自分がどう行動するかは、自分自身で決める。誰もがそう思い込んでいるが、じつは多くの人の脳はみずから考えることが嫌いだ。多方面の事象を経済学の視点で分析することで知られる慶應大教授によれば、有名な寺社の隆盛ぶりは、面倒くさがりの脳の機能を巧みに利用しているという。本稿は、中島隆信『お寺の行動経済学』(東洋経済新報社)の一部を抜粋・編集したものです。

自分自身で判断しているように
人間は思わされているだけ

 私たちは何か決断したり行動を起こしたりするとき、深く考えているように見えてじつはそうではない。祈りは、そうした面倒くさがり屋の脳の機能を巧みに利用することによって成立していることが多い。

 最近流行の“ナッジ”ということばをご存じだろうか。
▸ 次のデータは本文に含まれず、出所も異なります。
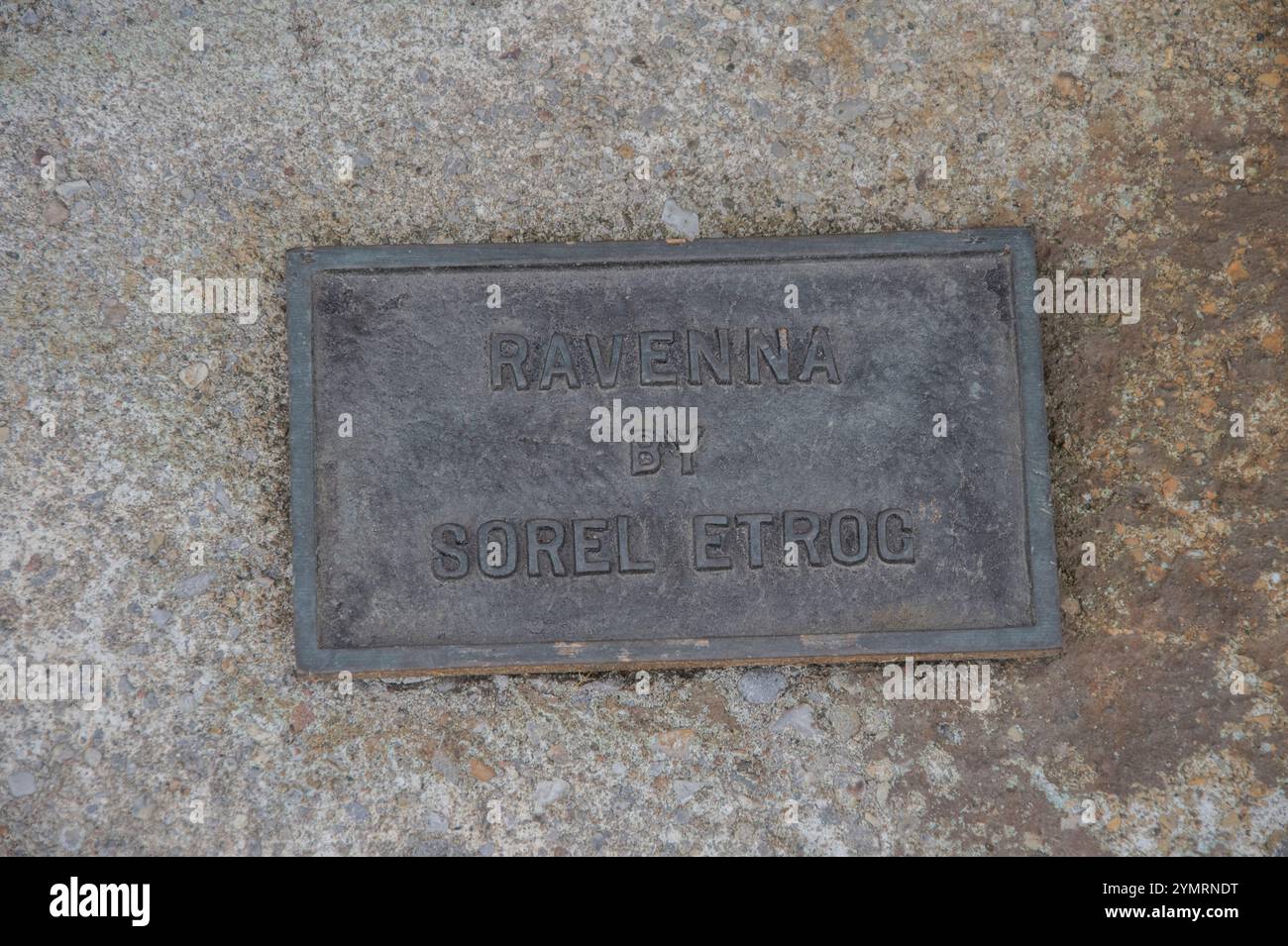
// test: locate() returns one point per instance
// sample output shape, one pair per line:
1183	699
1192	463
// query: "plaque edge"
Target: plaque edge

“突っつく”という意味で、人間が自由意思に基づいて行動しているように見えながらも、じつは外部からの働きかけによって操られていることをいう。

 有名な事例としては、アムステルダムのスキポール空港の男子トイレで、小便器の内側にハエの絵を描いたところ、利用者が無意識にその場所めがけて用を足すようになったことで清掃費が8割も削減されたというものがある。

 これは、「汚すな」と命令するのではなく、“的があればそこに当てたい”という人間の本能をうまく活用して利用者を誘導した“ナッジ”と解釈される。
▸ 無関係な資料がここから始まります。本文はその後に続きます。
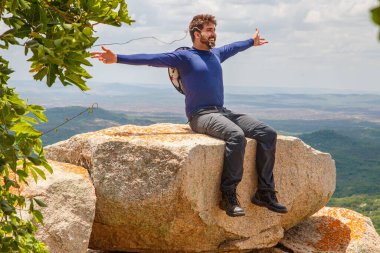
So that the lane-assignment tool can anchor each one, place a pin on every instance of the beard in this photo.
(208, 41)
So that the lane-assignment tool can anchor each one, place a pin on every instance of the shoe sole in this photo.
(231, 214)
(264, 204)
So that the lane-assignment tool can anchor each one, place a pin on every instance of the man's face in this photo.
(208, 35)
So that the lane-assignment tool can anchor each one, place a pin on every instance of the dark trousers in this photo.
(232, 127)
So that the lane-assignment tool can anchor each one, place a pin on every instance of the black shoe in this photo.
(268, 199)
(231, 204)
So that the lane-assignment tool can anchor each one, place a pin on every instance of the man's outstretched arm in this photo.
(107, 57)
(231, 49)
(156, 60)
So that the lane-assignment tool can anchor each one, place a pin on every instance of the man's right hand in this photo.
(106, 57)
(257, 40)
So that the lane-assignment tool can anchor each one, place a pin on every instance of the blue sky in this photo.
(324, 44)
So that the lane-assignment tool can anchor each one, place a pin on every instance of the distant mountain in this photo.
(87, 122)
(357, 161)
(263, 102)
 また、タバコのパッケージにその有害性を示す映像(ニコチンで真っ黒になった肺の写真など)をプリントするよう義務づけるというナッジは、タバコの消費を減らし国民の健康に効果がある一方で、消費者の選好を意図的に変更し、選択の自由を阻害するという批判もある。

 さて、ナッジは宗教活動の促進にも効果的である。寺社への参拝は、私たちの行動を変える“きっかけ”となる。

 たとえば、資格取得のための勉強を始めるべきか躊躇していた人が、たまたま神社ののぼり旗が目に入り、学業成就のお守りを買ったことで踏ん切りがつき、本格的に勉強に取り組むようになったり、なかなか禁煙できなかった人が、家族の勧めで健康祈願をしてお札をもらったことでタバコを止めることができたりするケースである。

 祈願をしたからといって神仏から勉強や禁煙を強制されるわけではないが、決断に向けて背中を押してくれたという意味で、こうした祈願はナッジと見なすことができるだろう。

 宗教活動におけるデフォルト・オプションの典型は、葬儀と法事だろう。親族が亡くなったとき、死者を悼む気持ちはあるにせよ、戒名授与、葬儀、初七日、四十九日、一周忌、三年忌等々の法要は行うのがデフォルトとなっている。そうした儀式の宗教的裏付けや“追善供養”の意味などをよく理解している人はほとんどいないのではないだろうか。

 厄除けもナッジの一種だろう。女性は30代、男性は40代に集中している。若さが失われ、ちょうど成人病を意識し始める頃だ。ある程度の年齢を重ねていけば病気にかかるし、不幸が訪れることもあるだろう。